Examination revealed that the patient’s shoulder had lost its rounded contour and the entire upper limb was adducted. The forearm was more pronated and flexed than usual. The entire upper limb assumed a configuration analogous to “waiter’s tip” position. You then listened to her chest, and examined her thyroid gland. On examination of both breasts, a large mass was found in the upper lateral quadrant of the right breast fixed to the surrounding connective and muscle tissues. The right nipple was seen to be higher than the left and inverted. A small dimple of skin was noted over the lump. Palpation of the axilla revealed enlarged, firm lymph nodes. The left breast was unremarkable. A lateral radiograph of the cervical spine showed metastases in the bodies of the 5th, 6th, 7th cervical vertebrae. A blood analysis revealed moderate anaemia. Biopsy of the lump tissue was recommended.

A diagnosis of carcinoma of the right breast with metastases into the cervical spine was made.

  1. You evaluate Jennifer’s right shoulder and on x-ray note that the humeral head is positioned more superior than what would be expected. This could cause impaction of the head of the humerus onto what ligament? (List 2)
  2. Which muscle is the first to be invaded by the patient’s tumorous mass? (List 5)
  3. Which nerve is compromised if the patient’s shoulder lost its rounded contour? (List 6)
  4. Invasion of the basement membrane is the first step in the metastasis of this cancer from the breast to the cervical spine.
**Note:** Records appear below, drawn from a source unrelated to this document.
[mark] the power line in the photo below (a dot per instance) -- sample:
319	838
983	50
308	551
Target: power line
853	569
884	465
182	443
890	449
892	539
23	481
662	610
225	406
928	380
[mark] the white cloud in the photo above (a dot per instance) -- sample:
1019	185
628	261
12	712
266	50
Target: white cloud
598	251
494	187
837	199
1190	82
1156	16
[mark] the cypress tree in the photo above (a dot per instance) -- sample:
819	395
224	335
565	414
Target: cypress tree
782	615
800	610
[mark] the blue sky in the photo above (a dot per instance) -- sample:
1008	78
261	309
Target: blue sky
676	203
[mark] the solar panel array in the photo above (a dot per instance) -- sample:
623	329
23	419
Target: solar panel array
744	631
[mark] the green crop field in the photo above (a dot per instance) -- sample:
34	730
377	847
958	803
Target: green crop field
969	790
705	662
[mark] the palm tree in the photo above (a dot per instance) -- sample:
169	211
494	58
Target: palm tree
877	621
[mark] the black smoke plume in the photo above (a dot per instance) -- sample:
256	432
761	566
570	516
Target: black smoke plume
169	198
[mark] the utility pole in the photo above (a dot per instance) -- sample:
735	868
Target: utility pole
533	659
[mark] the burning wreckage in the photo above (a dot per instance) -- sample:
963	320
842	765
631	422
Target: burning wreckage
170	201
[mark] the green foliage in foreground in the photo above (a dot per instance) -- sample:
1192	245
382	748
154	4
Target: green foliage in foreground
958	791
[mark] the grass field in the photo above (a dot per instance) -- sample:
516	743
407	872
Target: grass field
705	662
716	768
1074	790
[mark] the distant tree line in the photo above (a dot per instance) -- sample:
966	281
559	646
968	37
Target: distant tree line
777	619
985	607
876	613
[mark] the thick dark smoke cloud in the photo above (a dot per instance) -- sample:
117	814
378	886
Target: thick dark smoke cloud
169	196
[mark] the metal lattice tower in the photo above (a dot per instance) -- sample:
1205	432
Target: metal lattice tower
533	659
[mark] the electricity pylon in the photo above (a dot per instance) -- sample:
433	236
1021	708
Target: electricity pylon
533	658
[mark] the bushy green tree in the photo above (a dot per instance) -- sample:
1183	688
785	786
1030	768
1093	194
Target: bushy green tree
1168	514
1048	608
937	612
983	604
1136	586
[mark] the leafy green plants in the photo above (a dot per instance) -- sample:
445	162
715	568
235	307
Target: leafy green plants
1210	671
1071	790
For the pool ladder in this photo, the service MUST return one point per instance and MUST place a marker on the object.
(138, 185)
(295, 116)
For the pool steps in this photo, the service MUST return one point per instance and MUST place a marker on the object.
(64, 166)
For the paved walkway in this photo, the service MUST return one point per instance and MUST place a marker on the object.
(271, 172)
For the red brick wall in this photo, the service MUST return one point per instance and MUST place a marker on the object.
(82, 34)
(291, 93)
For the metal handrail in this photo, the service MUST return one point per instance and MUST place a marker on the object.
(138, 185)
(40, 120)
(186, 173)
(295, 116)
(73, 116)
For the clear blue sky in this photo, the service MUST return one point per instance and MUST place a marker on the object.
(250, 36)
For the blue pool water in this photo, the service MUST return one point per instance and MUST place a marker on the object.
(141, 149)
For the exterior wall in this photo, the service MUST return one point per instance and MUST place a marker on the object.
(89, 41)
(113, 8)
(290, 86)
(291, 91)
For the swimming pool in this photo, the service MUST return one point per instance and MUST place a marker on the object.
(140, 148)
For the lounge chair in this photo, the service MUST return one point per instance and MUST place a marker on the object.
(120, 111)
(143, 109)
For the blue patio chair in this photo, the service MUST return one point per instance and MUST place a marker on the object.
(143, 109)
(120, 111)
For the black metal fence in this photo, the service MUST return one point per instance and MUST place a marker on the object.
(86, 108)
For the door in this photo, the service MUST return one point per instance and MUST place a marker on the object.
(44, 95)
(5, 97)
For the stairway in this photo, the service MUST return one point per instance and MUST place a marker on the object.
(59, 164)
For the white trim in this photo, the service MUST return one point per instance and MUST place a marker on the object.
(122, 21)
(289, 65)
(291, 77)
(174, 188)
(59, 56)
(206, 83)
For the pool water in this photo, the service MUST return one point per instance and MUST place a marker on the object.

Cancer cells must express a specific protein receptor in order to begin this process. Which protein receptor must the cancer cells express in order to penetrate the basement membrane? (List 10)
  5. What is the key characteristic of cancer cells that differentiates their growth pattern from that of normal cells? (List 9)
  6. Jennifer wants to know: Which of the currently used cancer immunotherapies is the safest and most successful? (List 16)
  7. What allows tumour cells to escape the attack of specific cytotoxic T lymphocytes? (List 16).